You Have Rights Regarding Your Medical Information: You have the following rights regarding your medical information, provided that you make a written request to invoke the right on the form provided by the FWC.

  • Right to request restrictions. You may request limitations on your medical information we use or disclose for health care treatment, payment, or operations (e.g., you may ask us not to disclose that you have had a particular surgery), but we are not required to agree to your request. If we agree, we will comply with your request unless the information is needed to provide you with emergency services.
  • Right to confidential communications. You may request communication in a certain way or at a certain location, but you must specify how or where you wish be contacted.
  • Right to inspect and request a copy. You have the right to inspect and request a copy of your medical information regarding decisions about your care. We charge a fee for copying, mailing, and supplies. Under limited circumstances, your request may be denied; you may request review of the denial by another licensed health care professional chosen by the FWC. The FWC will comply with the outcome of the review.
  • Right to request amendment. If you believe that the medical information we have about you is incorrect or incomplete, you may request an amendment on the form provided by the FWC, which requires certain specific information. The FWC is not required to accept the amendment.
  • Right to accounting disclosures. You may request list of the disclosures of your medical information that have been made to persons or entities other than for health care treatment payment or operations in the past six (6) years, but not prior to our opening date. After the first request, there will be a charge.
  • Right to copy of this Notice. You may request a paper copy of this Notice at any time, even if you have been provided with an electronic copy. You may obtain an electronic copy of this Notice at our web site: (under construction—coming soon)

Requirements Regarding This Notice: The FWC is required by law to provide you with this Notice. We will be governed by this Notice for as long as it is in effect. The FWC may change this Notice and these changes will be effective for medical information we have about you as well as any information we receive in the future. Each time you register at the FWC for health care services, you may receive a copy of the Notice in effect at the time.

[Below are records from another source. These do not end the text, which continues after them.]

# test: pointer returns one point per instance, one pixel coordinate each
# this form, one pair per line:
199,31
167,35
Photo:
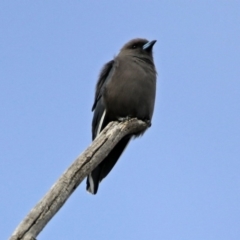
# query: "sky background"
181,180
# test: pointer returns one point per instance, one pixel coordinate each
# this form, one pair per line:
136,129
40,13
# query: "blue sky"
181,179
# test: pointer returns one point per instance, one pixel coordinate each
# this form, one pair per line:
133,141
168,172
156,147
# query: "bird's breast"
131,91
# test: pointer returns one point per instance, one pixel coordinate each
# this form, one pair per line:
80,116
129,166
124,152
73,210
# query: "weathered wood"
48,206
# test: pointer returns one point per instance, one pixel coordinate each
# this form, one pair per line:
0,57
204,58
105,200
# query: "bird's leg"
148,122
124,119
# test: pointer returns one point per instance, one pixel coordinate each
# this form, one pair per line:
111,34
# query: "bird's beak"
148,46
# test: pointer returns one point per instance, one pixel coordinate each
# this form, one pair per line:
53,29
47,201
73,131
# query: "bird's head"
139,47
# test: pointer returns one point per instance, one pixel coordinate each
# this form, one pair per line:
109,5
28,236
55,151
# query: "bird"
125,89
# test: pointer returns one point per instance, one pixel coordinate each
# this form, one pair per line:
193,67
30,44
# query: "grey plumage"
126,88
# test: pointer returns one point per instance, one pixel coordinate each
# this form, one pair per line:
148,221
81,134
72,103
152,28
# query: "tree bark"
48,206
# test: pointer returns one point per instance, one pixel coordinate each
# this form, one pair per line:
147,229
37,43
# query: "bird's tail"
103,169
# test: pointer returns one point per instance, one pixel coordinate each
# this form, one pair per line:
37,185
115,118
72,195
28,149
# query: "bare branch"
48,206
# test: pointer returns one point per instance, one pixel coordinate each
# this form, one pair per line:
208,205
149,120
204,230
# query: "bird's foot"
124,119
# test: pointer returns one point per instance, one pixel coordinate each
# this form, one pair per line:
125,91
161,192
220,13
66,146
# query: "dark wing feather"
101,80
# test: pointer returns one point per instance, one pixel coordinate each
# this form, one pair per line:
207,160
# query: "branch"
48,206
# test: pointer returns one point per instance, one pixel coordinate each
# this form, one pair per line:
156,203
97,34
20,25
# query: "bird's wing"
101,81
98,122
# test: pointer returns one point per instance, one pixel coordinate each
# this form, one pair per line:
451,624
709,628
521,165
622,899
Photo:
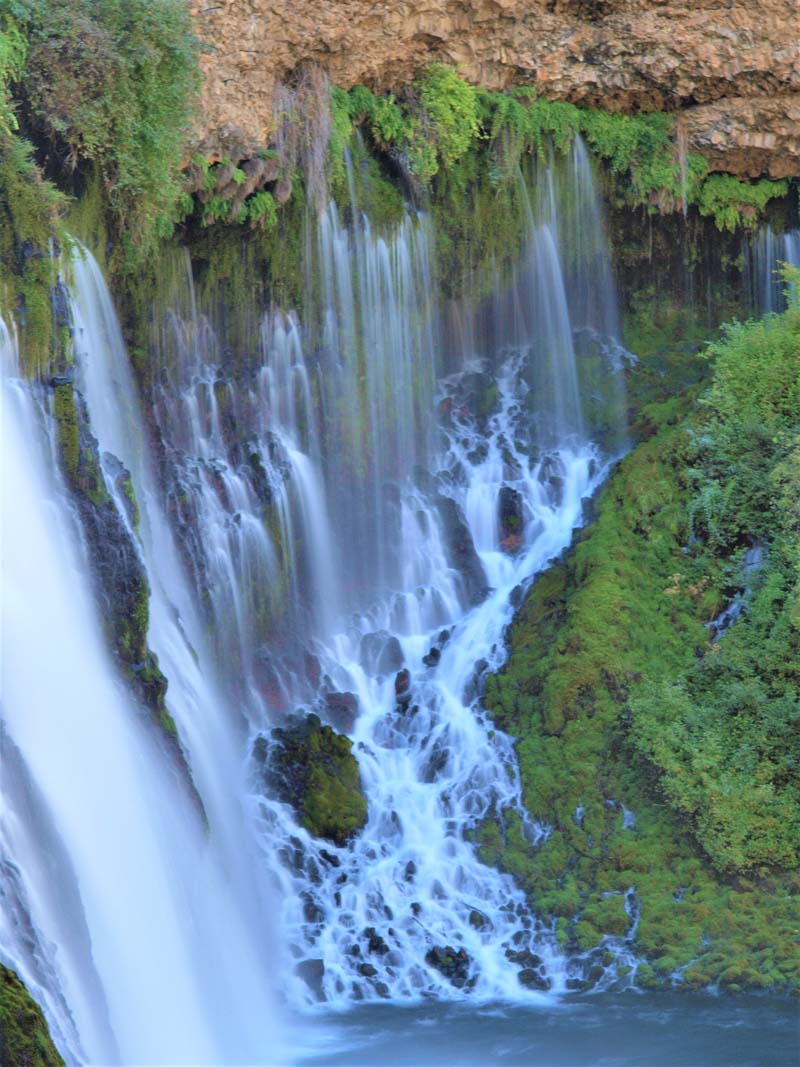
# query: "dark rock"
374,941
312,911
313,768
341,709
380,653
479,921
435,763
532,980
313,972
552,475
433,657
511,515
577,985
313,669
453,964
402,686
461,550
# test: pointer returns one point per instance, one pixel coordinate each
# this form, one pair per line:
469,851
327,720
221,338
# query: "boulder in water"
511,515
313,971
453,964
402,687
461,550
312,767
341,709
532,980
380,653
432,658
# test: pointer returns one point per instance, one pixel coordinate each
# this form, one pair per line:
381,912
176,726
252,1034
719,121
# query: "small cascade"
351,506
764,254
393,519
378,333
408,909
117,909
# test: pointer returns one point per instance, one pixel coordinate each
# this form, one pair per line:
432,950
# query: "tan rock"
732,66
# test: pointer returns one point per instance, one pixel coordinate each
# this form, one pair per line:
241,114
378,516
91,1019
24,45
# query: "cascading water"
118,911
377,536
341,505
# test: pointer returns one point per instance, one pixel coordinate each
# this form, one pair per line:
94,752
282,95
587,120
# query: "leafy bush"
733,203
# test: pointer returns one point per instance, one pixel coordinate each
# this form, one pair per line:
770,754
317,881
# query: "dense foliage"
443,120
110,83
721,734
25,1040
622,698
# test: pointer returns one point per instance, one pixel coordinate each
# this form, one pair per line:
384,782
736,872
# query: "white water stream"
120,910
331,503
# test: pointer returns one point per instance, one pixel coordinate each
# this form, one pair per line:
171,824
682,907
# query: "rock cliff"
731,66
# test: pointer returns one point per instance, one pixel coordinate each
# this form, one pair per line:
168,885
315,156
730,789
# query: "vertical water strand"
226,897
545,319
148,951
406,908
764,253
378,368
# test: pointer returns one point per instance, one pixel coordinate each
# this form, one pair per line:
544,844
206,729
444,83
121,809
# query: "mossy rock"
25,1039
601,641
313,768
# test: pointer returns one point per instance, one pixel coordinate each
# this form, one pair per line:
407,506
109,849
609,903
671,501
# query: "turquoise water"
629,1030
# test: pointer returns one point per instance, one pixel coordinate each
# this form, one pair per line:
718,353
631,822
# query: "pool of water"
630,1030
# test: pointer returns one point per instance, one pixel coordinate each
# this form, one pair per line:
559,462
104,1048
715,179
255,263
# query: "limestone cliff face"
732,65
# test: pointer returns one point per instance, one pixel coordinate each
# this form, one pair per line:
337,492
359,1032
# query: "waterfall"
355,483
764,253
117,908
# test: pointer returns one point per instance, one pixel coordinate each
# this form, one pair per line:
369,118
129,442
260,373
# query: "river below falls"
626,1030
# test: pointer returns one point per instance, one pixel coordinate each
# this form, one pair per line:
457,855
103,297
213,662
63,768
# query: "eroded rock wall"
732,65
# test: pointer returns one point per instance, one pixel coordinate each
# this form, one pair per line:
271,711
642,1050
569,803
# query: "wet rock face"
461,550
453,964
116,566
623,54
313,768
511,515
380,653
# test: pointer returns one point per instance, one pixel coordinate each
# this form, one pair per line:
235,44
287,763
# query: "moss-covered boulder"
313,768
641,738
25,1039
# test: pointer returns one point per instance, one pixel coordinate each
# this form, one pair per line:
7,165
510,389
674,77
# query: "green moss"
114,83
313,768
610,663
68,430
25,1039
735,204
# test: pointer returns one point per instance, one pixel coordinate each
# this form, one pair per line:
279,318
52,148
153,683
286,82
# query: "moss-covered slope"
25,1040
624,700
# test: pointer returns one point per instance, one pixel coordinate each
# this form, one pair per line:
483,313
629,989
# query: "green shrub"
114,82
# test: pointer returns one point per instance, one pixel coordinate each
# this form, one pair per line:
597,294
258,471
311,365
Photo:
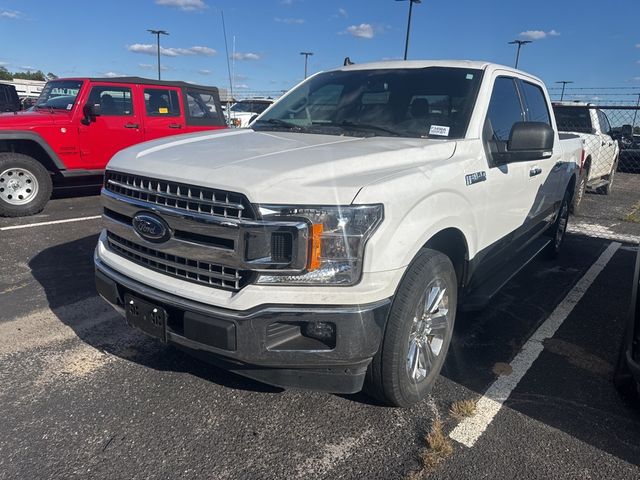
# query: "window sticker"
439,130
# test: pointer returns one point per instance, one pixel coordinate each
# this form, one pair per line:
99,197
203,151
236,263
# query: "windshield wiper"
368,126
282,123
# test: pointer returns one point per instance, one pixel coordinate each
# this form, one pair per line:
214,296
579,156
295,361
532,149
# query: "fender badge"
475,178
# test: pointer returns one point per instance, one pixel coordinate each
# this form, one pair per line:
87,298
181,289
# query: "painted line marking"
54,222
470,429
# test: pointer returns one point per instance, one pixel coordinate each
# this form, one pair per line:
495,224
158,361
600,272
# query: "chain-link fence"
607,198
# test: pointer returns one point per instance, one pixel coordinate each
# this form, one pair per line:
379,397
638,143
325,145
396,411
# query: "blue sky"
595,44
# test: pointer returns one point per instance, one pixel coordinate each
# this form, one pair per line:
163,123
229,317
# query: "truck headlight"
337,237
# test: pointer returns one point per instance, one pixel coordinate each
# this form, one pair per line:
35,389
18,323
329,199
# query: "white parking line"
54,222
470,429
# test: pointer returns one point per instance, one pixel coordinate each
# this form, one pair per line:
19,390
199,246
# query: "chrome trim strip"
181,198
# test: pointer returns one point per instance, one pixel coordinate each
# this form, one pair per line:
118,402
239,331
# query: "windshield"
59,94
432,102
573,119
252,107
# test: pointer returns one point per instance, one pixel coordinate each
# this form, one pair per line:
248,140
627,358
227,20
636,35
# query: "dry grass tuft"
462,409
438,448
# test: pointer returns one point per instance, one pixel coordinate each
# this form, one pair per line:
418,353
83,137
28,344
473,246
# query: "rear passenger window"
504,108
113,101
537,110
161,102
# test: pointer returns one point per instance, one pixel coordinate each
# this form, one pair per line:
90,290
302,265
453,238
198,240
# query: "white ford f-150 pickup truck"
330,245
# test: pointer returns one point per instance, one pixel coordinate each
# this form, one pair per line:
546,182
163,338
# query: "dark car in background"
9,101
627,375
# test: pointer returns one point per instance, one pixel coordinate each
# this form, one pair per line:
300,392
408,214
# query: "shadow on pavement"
66,273
570,385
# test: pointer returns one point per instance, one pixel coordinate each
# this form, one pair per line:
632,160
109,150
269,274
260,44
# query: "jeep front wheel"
25,185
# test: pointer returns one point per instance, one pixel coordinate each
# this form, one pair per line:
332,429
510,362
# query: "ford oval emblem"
151,228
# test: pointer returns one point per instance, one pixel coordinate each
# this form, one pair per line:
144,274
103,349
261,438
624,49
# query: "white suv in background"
242,113
601,150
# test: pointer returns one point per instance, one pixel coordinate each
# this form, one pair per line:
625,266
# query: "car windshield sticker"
439,130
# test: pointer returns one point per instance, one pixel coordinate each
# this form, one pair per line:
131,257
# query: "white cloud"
290,21
149,49
186,5
538,34
245,56
10,14
364,30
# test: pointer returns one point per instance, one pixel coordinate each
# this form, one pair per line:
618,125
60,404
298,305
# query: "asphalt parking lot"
84,396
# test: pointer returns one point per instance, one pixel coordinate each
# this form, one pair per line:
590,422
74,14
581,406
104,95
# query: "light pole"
306,56
406,42
519,43
157,33
564,84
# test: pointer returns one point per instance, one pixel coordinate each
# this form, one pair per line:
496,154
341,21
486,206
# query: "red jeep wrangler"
78,124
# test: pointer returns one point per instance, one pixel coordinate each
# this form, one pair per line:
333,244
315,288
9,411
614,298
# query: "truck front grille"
195,271
180,196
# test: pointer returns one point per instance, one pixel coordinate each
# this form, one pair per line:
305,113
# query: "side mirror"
529,141
90,111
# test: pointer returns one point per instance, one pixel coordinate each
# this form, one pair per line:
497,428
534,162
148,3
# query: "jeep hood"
280,167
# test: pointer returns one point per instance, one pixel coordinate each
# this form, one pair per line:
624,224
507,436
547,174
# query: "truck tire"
575,207
418,332
606,189
559,229
25,185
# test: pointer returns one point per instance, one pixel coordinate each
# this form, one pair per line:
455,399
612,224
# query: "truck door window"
537,110
160,102
505,108
113,101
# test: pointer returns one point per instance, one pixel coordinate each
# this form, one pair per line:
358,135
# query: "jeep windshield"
432,102
59,94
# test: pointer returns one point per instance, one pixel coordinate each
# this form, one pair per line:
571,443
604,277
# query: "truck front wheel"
418,332
25,185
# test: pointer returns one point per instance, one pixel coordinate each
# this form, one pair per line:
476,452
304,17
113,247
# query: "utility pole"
306,56
564,84
406,42
157,33
519,43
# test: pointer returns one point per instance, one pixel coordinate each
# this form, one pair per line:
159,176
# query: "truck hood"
29,118
277,167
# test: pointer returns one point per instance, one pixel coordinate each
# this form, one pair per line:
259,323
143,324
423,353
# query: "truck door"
162,112
513,197
117,125
552,172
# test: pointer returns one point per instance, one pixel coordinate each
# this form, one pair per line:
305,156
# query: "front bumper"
270,343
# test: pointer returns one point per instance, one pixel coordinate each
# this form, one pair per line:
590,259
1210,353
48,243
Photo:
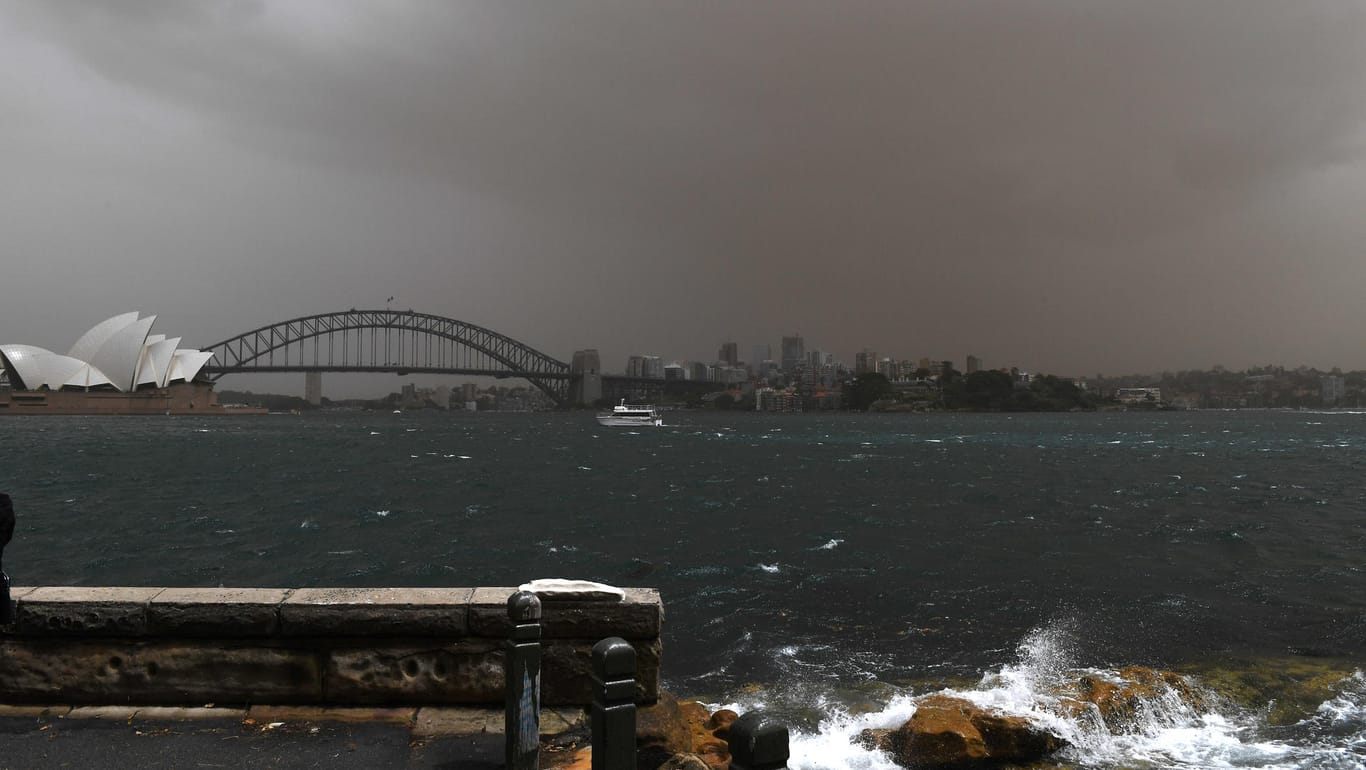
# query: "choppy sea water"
831,568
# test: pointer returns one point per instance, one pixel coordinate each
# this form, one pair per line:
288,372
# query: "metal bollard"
614,705
6,535
757,743
522,676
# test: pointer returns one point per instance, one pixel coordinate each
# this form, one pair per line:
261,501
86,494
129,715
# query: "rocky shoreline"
948,731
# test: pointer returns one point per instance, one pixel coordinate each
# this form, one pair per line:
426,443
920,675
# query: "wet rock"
685,762
874,739
1137,692
950,732
660,732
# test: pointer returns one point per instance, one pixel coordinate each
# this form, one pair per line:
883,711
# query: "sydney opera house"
119,366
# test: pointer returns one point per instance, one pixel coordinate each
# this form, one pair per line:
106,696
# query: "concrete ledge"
216,612
148,646
366,612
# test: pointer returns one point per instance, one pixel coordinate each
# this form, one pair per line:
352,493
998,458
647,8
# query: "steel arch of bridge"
387,340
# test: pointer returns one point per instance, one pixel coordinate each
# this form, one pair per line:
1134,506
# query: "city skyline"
1062,186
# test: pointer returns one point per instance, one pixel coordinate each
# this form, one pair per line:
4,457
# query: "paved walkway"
451,739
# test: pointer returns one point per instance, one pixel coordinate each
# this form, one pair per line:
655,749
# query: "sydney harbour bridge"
405,341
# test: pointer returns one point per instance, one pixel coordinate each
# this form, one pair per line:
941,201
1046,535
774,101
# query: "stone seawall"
316,646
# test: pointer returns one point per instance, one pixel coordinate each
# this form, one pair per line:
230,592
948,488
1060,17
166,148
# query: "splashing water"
1165,729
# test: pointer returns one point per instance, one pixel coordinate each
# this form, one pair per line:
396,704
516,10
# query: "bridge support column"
585,378
313,388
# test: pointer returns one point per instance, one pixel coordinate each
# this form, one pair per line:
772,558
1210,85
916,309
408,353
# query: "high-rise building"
865,362
794,354
758,354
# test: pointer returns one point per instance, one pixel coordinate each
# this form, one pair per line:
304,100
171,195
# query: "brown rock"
685,762
939,735
1120,703
660,732
874,739
720,722
951,732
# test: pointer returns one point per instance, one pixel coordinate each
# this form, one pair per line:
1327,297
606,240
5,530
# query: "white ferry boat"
626,415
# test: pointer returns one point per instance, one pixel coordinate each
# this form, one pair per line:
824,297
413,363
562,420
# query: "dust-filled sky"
1072,187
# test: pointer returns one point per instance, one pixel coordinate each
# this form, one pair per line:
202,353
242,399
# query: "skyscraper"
865,362
794,354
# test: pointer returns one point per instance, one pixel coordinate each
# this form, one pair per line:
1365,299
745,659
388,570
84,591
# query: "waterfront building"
760,354
865,362
119,354
1332,388
1137,395
648,366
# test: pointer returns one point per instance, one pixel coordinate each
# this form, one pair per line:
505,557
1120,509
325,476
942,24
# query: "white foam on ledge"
560,589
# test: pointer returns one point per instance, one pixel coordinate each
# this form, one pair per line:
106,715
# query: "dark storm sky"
1062,186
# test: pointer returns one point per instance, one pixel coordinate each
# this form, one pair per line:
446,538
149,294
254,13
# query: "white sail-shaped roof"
88,377
99,335
119,355
187,363
156,361
40,366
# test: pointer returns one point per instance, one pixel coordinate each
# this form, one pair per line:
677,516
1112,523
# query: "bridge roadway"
405,341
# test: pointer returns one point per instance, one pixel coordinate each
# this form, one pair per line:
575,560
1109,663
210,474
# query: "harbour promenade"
295,677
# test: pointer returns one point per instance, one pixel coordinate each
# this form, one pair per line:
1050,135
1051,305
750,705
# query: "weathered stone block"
156,673
374,612
267,714
224,613
639,616
567,672
465,672
435,721
85,610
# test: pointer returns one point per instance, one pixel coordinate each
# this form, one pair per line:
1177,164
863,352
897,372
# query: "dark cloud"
1064,186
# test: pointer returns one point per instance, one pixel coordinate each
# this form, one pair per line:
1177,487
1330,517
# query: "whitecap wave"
1165,731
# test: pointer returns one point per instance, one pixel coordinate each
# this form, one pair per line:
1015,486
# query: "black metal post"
614,705
522,672
757,743
6,535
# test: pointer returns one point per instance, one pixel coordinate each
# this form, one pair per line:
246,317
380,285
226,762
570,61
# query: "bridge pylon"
585,378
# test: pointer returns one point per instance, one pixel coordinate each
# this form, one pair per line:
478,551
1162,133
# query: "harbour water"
831,568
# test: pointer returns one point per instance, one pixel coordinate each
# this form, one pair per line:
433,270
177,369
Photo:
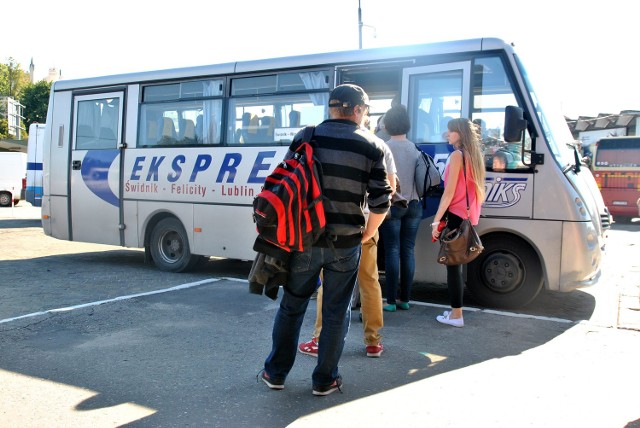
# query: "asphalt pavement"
89,336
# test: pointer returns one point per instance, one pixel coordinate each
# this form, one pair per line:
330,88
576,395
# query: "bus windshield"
552,121
616,153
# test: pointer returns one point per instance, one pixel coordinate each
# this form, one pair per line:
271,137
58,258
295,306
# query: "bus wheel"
507,274
169,246
5,199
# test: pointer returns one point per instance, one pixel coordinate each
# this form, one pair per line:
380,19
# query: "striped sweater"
354,173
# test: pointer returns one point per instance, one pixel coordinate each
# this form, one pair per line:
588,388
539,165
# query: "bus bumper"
582,253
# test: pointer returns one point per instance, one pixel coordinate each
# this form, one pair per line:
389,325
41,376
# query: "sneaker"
310,347
328,389
270,382
403,305
374,351
454,322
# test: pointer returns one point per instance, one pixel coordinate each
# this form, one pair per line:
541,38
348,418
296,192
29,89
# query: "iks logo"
503,192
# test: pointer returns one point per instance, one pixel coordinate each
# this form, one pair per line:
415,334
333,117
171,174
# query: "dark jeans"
399,236
340,270
455,282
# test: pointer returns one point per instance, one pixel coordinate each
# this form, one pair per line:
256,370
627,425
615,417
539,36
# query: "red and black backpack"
289,210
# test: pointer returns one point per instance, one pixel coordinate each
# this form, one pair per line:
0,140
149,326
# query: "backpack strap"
307,135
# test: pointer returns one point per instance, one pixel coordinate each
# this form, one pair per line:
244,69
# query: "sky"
585,53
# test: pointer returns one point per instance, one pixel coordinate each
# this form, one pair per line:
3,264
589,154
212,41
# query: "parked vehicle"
33,193
616,168
171,160
13,170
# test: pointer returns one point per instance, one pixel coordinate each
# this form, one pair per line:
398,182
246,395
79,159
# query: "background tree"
12,79
35,99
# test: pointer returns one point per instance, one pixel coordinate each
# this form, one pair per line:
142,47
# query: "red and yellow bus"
616,168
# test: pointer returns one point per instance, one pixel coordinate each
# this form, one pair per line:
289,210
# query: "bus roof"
341,57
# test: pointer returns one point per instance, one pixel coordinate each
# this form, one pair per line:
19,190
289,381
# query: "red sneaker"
310,347
374,351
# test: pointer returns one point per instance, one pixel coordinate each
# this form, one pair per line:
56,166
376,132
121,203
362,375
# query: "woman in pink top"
463,137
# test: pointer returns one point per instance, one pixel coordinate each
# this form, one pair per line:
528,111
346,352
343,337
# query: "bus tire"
5,199
169,246
508,273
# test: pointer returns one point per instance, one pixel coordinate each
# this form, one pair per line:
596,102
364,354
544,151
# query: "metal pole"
359,26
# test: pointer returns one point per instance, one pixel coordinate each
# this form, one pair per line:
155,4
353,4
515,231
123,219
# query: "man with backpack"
353,170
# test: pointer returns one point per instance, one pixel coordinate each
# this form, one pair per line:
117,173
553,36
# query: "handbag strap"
466,189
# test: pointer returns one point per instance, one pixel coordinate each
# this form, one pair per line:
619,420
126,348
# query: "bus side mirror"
514,124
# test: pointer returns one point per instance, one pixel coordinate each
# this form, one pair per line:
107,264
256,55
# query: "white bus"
34,164
171,160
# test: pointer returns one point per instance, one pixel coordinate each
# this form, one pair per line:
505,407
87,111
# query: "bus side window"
187,132
168,132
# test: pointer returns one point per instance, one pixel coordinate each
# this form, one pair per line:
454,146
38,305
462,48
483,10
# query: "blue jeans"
340,270
399,237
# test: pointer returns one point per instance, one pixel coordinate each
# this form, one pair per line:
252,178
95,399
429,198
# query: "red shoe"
310,347
374,351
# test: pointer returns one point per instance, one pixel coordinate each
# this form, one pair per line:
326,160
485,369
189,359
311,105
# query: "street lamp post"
359,26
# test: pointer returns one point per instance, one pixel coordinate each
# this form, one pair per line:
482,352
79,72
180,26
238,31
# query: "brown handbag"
462,245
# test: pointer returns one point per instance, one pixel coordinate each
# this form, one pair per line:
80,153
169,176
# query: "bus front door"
95,168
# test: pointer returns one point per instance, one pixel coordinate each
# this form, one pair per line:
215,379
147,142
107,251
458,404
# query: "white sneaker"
454,322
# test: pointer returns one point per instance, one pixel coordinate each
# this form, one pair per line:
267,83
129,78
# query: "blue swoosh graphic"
95,174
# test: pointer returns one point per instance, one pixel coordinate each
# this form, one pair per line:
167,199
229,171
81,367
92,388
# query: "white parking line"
206,281
115,299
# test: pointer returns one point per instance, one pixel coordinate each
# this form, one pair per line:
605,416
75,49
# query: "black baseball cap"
348,95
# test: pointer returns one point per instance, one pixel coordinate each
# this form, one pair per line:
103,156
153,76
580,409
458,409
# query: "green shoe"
403,305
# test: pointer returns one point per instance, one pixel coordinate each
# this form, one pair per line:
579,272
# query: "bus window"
435,99
181,114
492,92
97,124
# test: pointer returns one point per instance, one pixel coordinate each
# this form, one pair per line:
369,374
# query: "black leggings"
455,283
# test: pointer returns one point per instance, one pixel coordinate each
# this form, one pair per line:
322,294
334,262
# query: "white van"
13,172
34,164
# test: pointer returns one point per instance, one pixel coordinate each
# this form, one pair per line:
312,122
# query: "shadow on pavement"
192,356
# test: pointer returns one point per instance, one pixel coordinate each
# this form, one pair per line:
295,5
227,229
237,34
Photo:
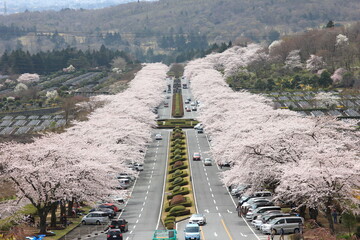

Complaints: If you believe your privacy rights have been violated, you may file a complaint with the FWC or with the Secretary of the United States Department of Health and Human Services. You will not be penalized or retaliated against in any way for making a complaint to the FWC or the Department of Health and Human Services.

Call the FWC Administrator if:

  • You have a complaint.
  • You have any questions about this Notice.
  • You wish to request restrictions on uses and disclosures for health care treatment, payment, or operations.
  • You wish to obtain a form to exercise your individual rights described in heading "You Have Rights Regarding Your Medical Information."